The minister said that as many as 168 cruises had came to major ports last year and a terminal in Mumbai is being constructed at a cost of Rs 800 crore.
Also, a policy is in the works to make India a global destination for cruise shipping and work is in progress to identify such circuits.
Five circuits each are being identified for international and domestic cruise services and a report is likely by this month.
“Endowed with a sprawling 7,500 km of coastline, we have taken steps in a big way to promote cruise tour, which includes relaxation of policies and developing infrastructure,” he said.
So far, Indians had been travelling to South-East Asia, the Mediterranean and the Caribbean to experience the cruise, but for the first time, Europe’s key player Costa Cruises launched Costa neoClassica in India recently, which has confirmed seven voyages.
A task force to promote cruise tourism in the country has been constituted under the chairmanship of the tourism secretary, with the shipping secretary as co-chairman.
The idea is to put India on the global cruise map, both for oceans and rivers, Gadkari said, adding that it comes with a huge job potential. India saw 1.76 lakh cruise passengers in 2016-17, a merely 0.5 per cent of the global pie.
Domestic cruise passengers are estimated to grow to 1.5 million by 2031-32.
Of the 12 major ports, only five — Mumbai, Goa, Cochin, New Mangalore and Chennai — have facilities to berth international cruise ships.
One of the circuits identified so far is “coastal circuit” for development of coastal tourism infrastructure, an official said.
The government is developing a modern 2 lakh square feet terminal in Mumbai to make it a landmark destination, which will have infrastructure to accommodate cruise ships with size for 4,000 passengers.
The project includes hospitality, retail, shopping, restaurants and will allow general visitors during non-cruise seasons.
Apart from its huge coastline, India has the geographical advantage as it is strategically located between the Mediterranean and China, he said.

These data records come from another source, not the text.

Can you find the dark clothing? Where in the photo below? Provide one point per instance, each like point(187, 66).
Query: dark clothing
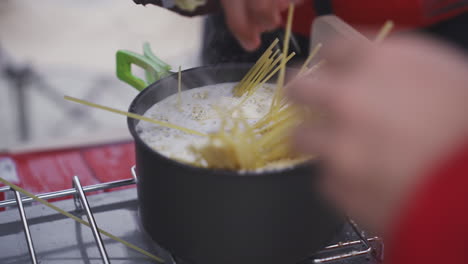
point(220, 46)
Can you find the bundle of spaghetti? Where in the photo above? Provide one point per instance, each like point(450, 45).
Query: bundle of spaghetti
point(232, 147)
point(261, 68)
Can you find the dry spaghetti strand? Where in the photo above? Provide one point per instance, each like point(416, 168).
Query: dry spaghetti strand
point(81, 221)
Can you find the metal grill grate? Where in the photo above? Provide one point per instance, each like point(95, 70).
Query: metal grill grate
point(372, 247)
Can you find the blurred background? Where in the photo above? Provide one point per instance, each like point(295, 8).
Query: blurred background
point(67, 47)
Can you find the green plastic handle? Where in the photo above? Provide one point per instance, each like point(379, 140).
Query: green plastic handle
point(154, 67)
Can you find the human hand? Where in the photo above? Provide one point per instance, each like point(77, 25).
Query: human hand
point(248, 19)
point(391, 113)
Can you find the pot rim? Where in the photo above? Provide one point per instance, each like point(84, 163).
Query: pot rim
point(227, 173)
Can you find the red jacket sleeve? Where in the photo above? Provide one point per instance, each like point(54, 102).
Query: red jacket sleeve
point(372, 13)
point(434, 226)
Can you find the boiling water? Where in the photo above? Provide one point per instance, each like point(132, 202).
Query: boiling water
point(197, 111)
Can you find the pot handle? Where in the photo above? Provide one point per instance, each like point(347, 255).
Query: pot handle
point(154, 67)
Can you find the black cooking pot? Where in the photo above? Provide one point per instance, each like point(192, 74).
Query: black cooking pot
point(207, 216)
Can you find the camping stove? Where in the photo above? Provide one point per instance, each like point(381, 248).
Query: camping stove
point(36, 234)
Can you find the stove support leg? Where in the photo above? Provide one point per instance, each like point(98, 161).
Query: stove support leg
point(27, 233)
point(91, 220)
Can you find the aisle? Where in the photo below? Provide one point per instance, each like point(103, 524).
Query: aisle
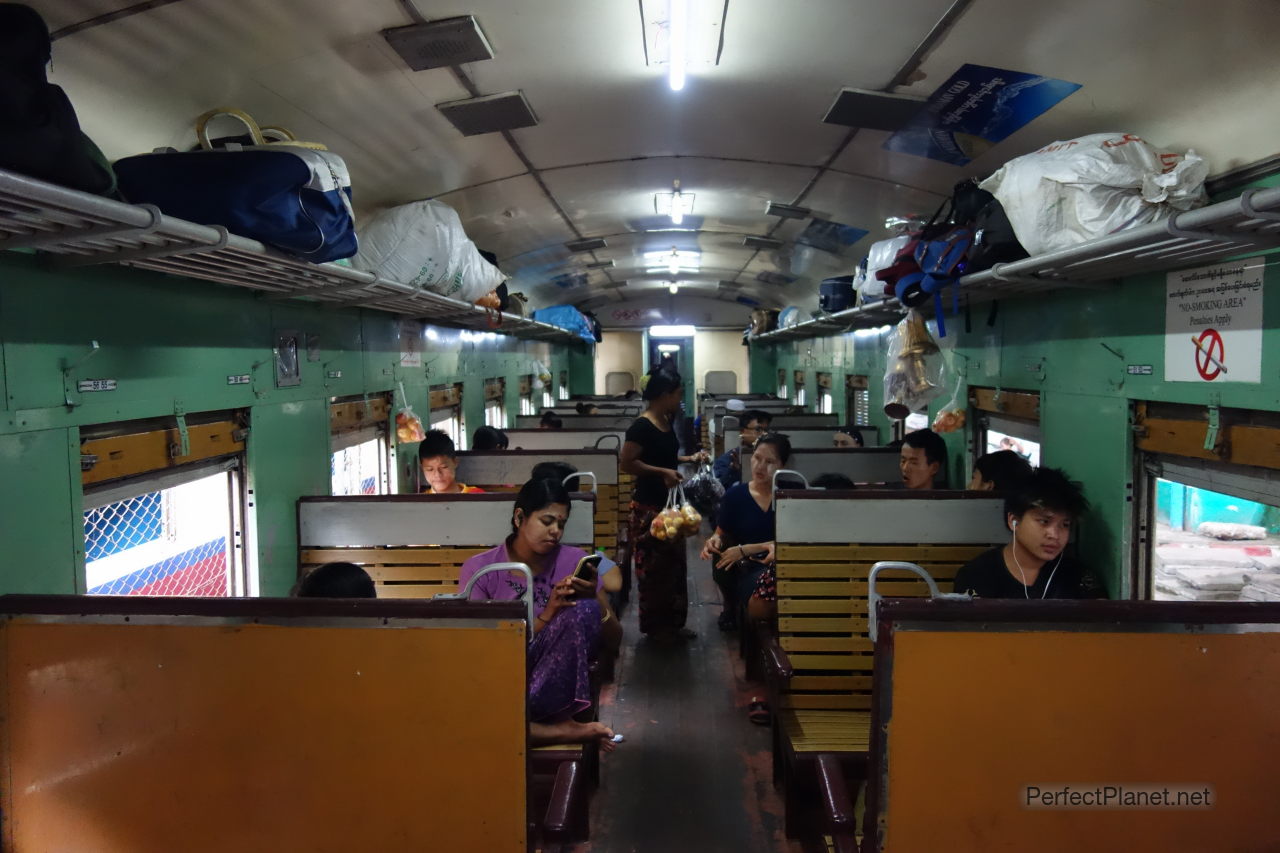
point(694, 775)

Recently, the Mumbai Port Trust, which has a dedicated berth for cruise tourism, hosted its largest passenger ship Genting Dream with 1,900 passengers.

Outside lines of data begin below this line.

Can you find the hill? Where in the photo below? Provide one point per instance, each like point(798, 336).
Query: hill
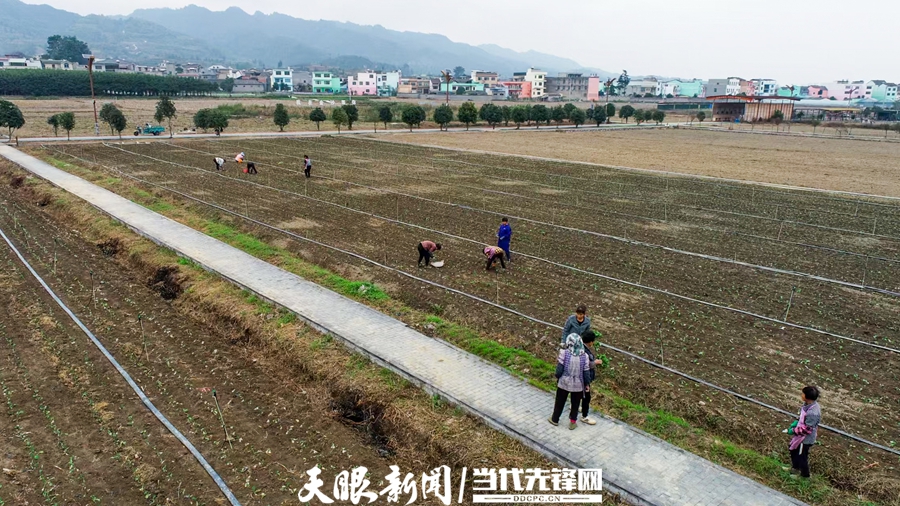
point(235, 37)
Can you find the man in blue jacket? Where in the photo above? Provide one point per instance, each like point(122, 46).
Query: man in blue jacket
point(503, 237)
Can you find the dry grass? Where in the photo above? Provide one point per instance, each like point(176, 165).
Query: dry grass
point(833, 164)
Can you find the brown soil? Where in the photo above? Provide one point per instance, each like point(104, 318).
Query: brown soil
point(290, 398)
point(832, 164)
point(725, 348)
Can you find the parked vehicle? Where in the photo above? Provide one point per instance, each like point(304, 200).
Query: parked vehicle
point(148, 129)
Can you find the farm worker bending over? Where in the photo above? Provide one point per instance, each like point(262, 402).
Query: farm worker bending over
point(426, 252)
point(578, 323)
point(503, 237)
point(494, 253)
point(573, 375)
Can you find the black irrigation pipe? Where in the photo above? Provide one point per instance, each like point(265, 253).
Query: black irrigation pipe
point(634, 356)
point(634, 197)
point(122, 372)
point(602, 211)
point(632, 242)
point(602, 276)
point(786, 190)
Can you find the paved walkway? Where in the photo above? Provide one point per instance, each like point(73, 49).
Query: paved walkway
point(644, 469)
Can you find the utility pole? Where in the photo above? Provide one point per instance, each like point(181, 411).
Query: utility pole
point(93, 99)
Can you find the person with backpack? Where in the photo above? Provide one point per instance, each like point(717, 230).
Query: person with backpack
point(504, 235)
point(573, 377)
point(494, 253)
point(804, 431)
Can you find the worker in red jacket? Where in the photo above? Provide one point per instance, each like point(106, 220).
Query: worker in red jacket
point(426, 252)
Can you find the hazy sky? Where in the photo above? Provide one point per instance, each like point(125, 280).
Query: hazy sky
point(791, 41)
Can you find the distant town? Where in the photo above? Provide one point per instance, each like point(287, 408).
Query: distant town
point(533, 84)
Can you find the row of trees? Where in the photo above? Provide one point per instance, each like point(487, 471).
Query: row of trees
point(62, 83)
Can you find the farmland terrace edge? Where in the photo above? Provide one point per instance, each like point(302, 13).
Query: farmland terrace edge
point(641, 468)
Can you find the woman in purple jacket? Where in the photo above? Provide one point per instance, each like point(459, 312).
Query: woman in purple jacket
point(573, 375)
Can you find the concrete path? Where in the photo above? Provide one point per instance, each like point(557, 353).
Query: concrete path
point(642, 468)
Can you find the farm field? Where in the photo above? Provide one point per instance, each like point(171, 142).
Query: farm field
point(831, 164)
point(75, 433)
point(756, 290)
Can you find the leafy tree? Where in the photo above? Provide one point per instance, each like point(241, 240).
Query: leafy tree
point(317, 116)
point(66, 48)
point(519, 115)
point(639, 116)
point(106, 114)
point(413, 115)
point(165, 108)
point(578, 117)
point(540, 113)
point(443, 115)
point(352, 115)
point(385, 115)
point(339, 117)
point(468, 114)
point(623, 81)
point(118, 122)
point(218, 120)
point(599, 116)
point(281, 117)
point(10, 117)
point(201, 119)
point(67, 122)
point(506, 111)
point(491, 114)
point(54, 122)
point(558, 115)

Listing out the policy initiatives to promote cruise shipping, the minister said ships are now allowed to stay for three days, up from the earlier 24 hours, and rules have been simplified to attract more vessels.
The government has allowed foreign flag vessels carrying passengers to call at Indian ports without securing a licence from the director general of shipping till February 5, 2024.

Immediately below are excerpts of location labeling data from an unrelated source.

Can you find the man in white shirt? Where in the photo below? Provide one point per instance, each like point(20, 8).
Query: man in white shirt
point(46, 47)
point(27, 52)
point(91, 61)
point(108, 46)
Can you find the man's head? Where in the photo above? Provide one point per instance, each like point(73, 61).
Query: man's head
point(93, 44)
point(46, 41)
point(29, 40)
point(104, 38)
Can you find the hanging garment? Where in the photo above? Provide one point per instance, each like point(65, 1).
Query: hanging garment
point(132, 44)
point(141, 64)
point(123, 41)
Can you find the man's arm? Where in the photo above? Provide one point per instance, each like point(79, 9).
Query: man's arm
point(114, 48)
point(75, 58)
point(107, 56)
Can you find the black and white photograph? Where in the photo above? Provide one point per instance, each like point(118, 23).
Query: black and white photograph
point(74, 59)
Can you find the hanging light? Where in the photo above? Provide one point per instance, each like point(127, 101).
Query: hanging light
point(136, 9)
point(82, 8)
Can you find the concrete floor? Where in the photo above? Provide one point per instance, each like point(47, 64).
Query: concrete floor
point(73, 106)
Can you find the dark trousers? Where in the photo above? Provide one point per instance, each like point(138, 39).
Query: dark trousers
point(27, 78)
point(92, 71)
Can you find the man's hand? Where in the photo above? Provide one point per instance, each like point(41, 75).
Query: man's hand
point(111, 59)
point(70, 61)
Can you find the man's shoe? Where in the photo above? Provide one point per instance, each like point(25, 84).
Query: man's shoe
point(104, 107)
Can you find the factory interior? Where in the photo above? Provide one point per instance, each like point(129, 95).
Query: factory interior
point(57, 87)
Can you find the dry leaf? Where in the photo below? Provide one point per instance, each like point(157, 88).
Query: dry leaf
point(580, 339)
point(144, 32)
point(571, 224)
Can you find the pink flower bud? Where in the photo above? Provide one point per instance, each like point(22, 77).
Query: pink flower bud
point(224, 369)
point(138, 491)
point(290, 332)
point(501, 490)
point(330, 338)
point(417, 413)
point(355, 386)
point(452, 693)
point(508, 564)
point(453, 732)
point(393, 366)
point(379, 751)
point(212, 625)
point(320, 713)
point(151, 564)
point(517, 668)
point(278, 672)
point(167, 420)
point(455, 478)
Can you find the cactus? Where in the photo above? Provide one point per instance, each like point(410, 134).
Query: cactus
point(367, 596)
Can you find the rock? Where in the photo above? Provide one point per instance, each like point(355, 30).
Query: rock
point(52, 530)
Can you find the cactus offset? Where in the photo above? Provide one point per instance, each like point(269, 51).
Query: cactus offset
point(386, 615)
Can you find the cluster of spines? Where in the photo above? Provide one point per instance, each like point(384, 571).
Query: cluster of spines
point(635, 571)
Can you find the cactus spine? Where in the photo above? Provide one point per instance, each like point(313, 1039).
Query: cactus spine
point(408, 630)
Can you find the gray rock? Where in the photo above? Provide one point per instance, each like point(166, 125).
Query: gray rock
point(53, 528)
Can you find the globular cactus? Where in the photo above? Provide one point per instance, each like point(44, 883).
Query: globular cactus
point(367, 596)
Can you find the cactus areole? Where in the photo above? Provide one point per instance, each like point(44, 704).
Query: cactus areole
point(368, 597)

Also, major ports will offer a minimum of 30 per cent rebate across the board on all vessel-related charges for cruise shipping and not levy any priority fee.
On land excursions, an average tourist spends USD 70-100 per day and with a cruise ship of 3,000 capacity.
Also, average employment on a cruise ship, as per studies, is one job for 3-4 passengers, which translates into a boost for recruitment as well.